Another teachable moment from the sharp end of the Terrygate/free speech fallout
In the Maltese desert of comedy, many different experiences have met at the cultural faultlines of the way gender has changed
I have been sanguine over free speech because as a journalist I endured defamation lawsuits and a never-ending stream of “bad taste” accusations whenever someone felt ‘offended’ or simply annoyed by factual writing.
I am still concerned about calls to censor, deplatform and ban those whose free speech can cause ‘offence’ (mindful of that questionable distance between free speech by assholes, and free speech by hatemongers).
So speaking from my – privileged Maltese experience (male, white, cis, straight, the list goes on…) – I know I can manage offence or the discomfort of free speech without having to employ any sanctimonious viewpoint on identity issues.
But every day since Terrygate kicked off, friends, women, and LGBTQI people I spoke to or shared stories of what it means to live at the sharp end of misogyny and transphobia, have imparted really important lessons on this saga (I will mention experiences recounted by Alex Caruana, and my conversations with Franco Rizzo, Teodor Reljic, Sasha Vella with whom I spoke about this on 103FM, and Cyrus Engerer).
In this case, it matters that the offence was not necessarily abstract, but targeted and personal (in smallville Malta, where it hits home harder). Terry Muscat might have some really shit takes on the social media platform she has created for herself; it does not mean she is not ripe for picking on – but nobody can deny her the right of umbrage if the joke reduces her existence to the crude figuration of what she spent her life rejecting.
Queerness is hardly part of my identity’s bandwidth (although at MaltaToday as editor I championed the fantastic production of Gayyaġni), but in the last 20 years, the political struggles for LGBTQI and feminist rights, as well as being father of two daughters, have taught me much about the straitjacket of patriarchy, and how I had to learn to reframe gender away from roles and performances. Apart from being consonant with my worldview about the individual pursuit of happiness, it allows us to question the tropes we’ve inherited around gender, what lies outside the binary, and beyond the strictures of “what a man is supposed to be/act/look like/act.”
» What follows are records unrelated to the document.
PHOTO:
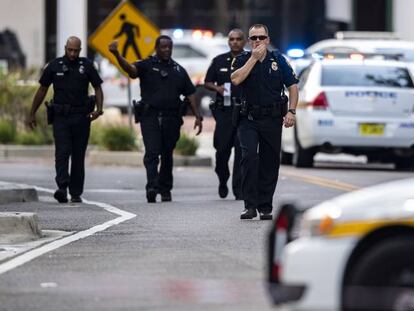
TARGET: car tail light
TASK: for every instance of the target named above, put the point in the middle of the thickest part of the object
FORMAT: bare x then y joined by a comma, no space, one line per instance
320,102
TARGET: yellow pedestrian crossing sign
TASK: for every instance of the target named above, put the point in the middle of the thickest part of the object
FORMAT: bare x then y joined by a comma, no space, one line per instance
135,33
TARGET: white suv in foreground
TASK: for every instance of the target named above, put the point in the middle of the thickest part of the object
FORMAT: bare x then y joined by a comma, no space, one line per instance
354,252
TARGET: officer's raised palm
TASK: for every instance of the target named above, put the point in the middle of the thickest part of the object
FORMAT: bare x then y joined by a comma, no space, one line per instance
259,52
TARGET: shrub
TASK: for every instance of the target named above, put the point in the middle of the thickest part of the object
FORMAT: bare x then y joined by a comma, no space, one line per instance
17,90
186,145
118,138
7,132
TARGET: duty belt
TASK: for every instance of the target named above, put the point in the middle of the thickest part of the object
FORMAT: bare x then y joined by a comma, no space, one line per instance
64,110
257,111
163,112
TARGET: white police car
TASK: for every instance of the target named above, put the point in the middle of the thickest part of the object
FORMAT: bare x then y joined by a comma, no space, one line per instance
353,105
354,252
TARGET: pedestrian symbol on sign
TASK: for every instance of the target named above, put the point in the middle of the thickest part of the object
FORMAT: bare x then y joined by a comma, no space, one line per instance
131,31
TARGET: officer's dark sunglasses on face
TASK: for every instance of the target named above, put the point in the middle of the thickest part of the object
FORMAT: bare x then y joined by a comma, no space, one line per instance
254,38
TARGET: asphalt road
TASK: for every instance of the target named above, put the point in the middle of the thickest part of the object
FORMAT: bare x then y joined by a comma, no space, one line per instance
125,254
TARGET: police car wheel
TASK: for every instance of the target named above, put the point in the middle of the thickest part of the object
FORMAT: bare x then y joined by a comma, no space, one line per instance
380,275
403,163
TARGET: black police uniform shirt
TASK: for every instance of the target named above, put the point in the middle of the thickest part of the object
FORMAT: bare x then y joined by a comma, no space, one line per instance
162,83
70,80
265,83
219,72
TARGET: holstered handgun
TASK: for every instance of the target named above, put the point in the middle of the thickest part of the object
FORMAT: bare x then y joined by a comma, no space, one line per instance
138,110
90,104
184,106
235,117
284,104
50,112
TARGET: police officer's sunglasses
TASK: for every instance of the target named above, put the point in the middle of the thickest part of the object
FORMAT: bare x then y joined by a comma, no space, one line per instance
254,38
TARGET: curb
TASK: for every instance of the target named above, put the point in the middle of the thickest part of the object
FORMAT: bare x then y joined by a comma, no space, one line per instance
10,193
19,227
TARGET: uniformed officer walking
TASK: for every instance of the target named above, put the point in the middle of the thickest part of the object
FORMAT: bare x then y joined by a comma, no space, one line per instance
72,111
162,82
225,134
262,75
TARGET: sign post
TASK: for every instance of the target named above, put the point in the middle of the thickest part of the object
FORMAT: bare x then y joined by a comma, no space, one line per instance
136,36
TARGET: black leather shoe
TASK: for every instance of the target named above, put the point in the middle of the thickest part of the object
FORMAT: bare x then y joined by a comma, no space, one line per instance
76,199
151,195
248,214
266,216
166,197
61,196
223,191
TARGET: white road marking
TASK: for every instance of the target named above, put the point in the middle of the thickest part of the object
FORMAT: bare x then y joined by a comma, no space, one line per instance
30,255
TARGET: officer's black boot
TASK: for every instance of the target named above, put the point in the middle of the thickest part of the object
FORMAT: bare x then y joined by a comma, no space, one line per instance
166,196
223,190
61,195
76,199
248,214
151,195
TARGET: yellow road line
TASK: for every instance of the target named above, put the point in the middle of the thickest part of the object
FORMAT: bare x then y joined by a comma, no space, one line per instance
327,183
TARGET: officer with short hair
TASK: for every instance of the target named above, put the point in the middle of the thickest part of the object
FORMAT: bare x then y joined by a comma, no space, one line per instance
262,75
73,111
162,83
225,134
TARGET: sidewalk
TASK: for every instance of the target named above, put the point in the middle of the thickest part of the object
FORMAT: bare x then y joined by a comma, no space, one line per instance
203,157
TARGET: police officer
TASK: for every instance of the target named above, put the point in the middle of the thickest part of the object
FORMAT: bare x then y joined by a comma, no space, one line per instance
73,112
225,134
262,76
162,82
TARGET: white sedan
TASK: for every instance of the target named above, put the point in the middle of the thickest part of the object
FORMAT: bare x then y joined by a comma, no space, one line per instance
354,252
357,106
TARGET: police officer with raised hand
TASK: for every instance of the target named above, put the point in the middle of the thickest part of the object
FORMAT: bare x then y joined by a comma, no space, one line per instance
225,134
162,83
262,75
72,112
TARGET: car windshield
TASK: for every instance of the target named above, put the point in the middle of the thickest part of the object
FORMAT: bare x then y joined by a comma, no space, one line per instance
361,75
185,51
408,55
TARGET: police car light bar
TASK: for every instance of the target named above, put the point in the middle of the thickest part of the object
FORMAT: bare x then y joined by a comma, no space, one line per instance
360,56
366,35
295,53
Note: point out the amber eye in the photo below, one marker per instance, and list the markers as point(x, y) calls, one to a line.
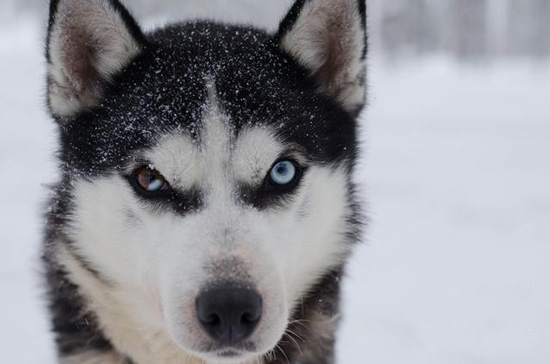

I don’t want to accuse anyone of having been intentionally complicit in cruelty in Terrygate; I saw the joke on a leaked video and I understand the comedic device and why its merciless quality makes people laugh. Terry was the candidate for the joke because of the kind of ‘transness’ she represents with her messy and unsophisticated social media prattle and inelegance.
But there I go. Thinking that unsophisticated prattle merited a joke that reduced her difficult existence as a transgender woman from the working-class south who lacks social agency (context matters…), to a punchline about genitalia.
(I could discuss the issue of media literacy and why it matters for us to learn not to “set yourself up” with bad posts and questionable opinions, for it might turn us into the spectacle. Maybe that’s secondary right now.)
Laughing at someone’s gender identity, particularly someone who fought hard to escape that version of herself as if it were up for public dissection, is another matter. I am still extremely wary of prosecuting such cheap laughs, because failed ‘hate speech’ prosecutions can inspire revanchist attitudes. And because these same type of time-wasting criminal prosecutions are employed against other good comedians and dissenters.
I dislike prescribing what should be right for those who enjoy dark humour. But then I cannot simply suggest to others to internalise, as I did, the machoism of “taking the joke and not bitching about it”, li tkun sports, or ignore the fears of transgender people warily clocking the changing of the tide from rising fascism in Europe and Trumpworld.
Certainly enough we live in a time where, and this is what BUB’s comedy dimension shows, gender nonconformity is still a provocation – even though that’s par for the course in the genital-tugging world of locker-room bros. But here we are, at the faultlines of the way gender has changed – we must be able to explore it fearlessly, and learn.
What is surprising, maybe, is that BUB is somewhat the only kind of subversive comedy we seem to have in Malta, a society where we truly skipped the slow evolution of satire. We went straight from uncle’s racist jokes on Sunday and sappy, low-stakes laughs on TV, to a “roasting culture” absorbed right off YouTube where irony often masks old-school bigotry. Maybe BUB stole an early march on the polished podcast production, and the clever provocateurs and truth-tellers are yet to balance out the crude ones. In Malta, they’re mostly missing.
We cannot ignore the lack of this “comedy ecology” – in a society where all you get is either crass or the safe, the punch-down or the sentimental, and rarely a smart, self-aware voice who can punch up, we easily find ourselves either calling the police or defending the indefensible.